Tracing the source of food-borne disease is challenging. Outbreak investigations require detailed epidemiological analysis to trace infections to a common source. The routine use of whole-genome sequencing for the surveillance of food-borne illness is extending to more organizations1, which provides an opportunity to leverage the data to better attribute cases of food poisoning. A major cause of food poisoning worldwide is Salmonella enterica subsp. enterica serovar Typhimurium. This serovar has a broad host range and can persist in various environments; however, some sublineages are more commonly associated with particular hosts2. Recently, two studies have used machine learning to identify S. Typhimurium molecular markers that are associated with different hosts, which could be used to trace the source of infections.
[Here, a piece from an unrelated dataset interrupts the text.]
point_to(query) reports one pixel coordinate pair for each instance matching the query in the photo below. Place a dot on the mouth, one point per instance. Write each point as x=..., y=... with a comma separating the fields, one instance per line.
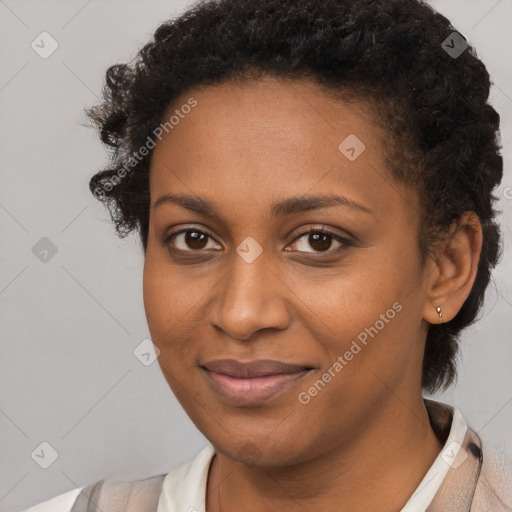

Credit: Philip Patenall/Springer Nature Limited

In 2017, Lupolova et al.3 trained a support vector machine to predict host of origin based on the accessory genome content of S. Typhimurium. Their model was able to distinguish human, avian, swine and bovine strains with an overall accuracy of 81%. Recently, Zhang et al.4 addressed the problem of source prediction using a different data set and machine learning algorithm. To test their algorithm, they gathered S. Typhimurium genomes from a wide range of sources, including isolates from eight zoonotic outbreaks. They trained a random forest model on core genome variation and accessory genome content of only the animal isolates, and then tested it on all isolates. The algorithm achieved 83% accuracy, and attributed 7 out of 8 zoonotic outbreaks to the correct source.

Despite the similar accuracy of the two models, they yielded contradictory conclusions. The model built by Lupolova et al. predicted that a surprising proportion of their strains were host-restricted. The highest accuracy (at 90%) was achieved for identifying strains of human origin. This seems to counter the notion that most S. Typhimurium infections in humans originate from animal sources, with adaptation to humans being associated with more severe disease outcomes2. Instead, the model suggests that these infections originate mostly from specialized, human-associated lineages. However, observations by Zhang et al. challenge this finding. They took a different approach, assuming that human isolates were likely to be zoonoses and therefore did not include humans as a possible source. Their algorithm confidently attributed one-third of human strains to a specific animal. To better compare the two approaches, they built another predictor that included humans as a source, which still assigned only one-third of human strains to human origins. Zhang et al. argue that this discrepancy is due to differences in strategies used to build their strain collections, specifically the care they took to exclude closely related isolates that were epidemiologically linked. Roughly one-third of the human isolates in their data set shared a nearest neighbour with another human strain, compared to 85% of the isolates in Lupolova et al.’s training data, consistent with the difference in prediction accuracies. Further, Zhang et al. found that by simply matching isolates to their nearest neighbour in the data set, around 70% of animal isolates, and 6 out of 8 zoonoses, could be correctly attributed.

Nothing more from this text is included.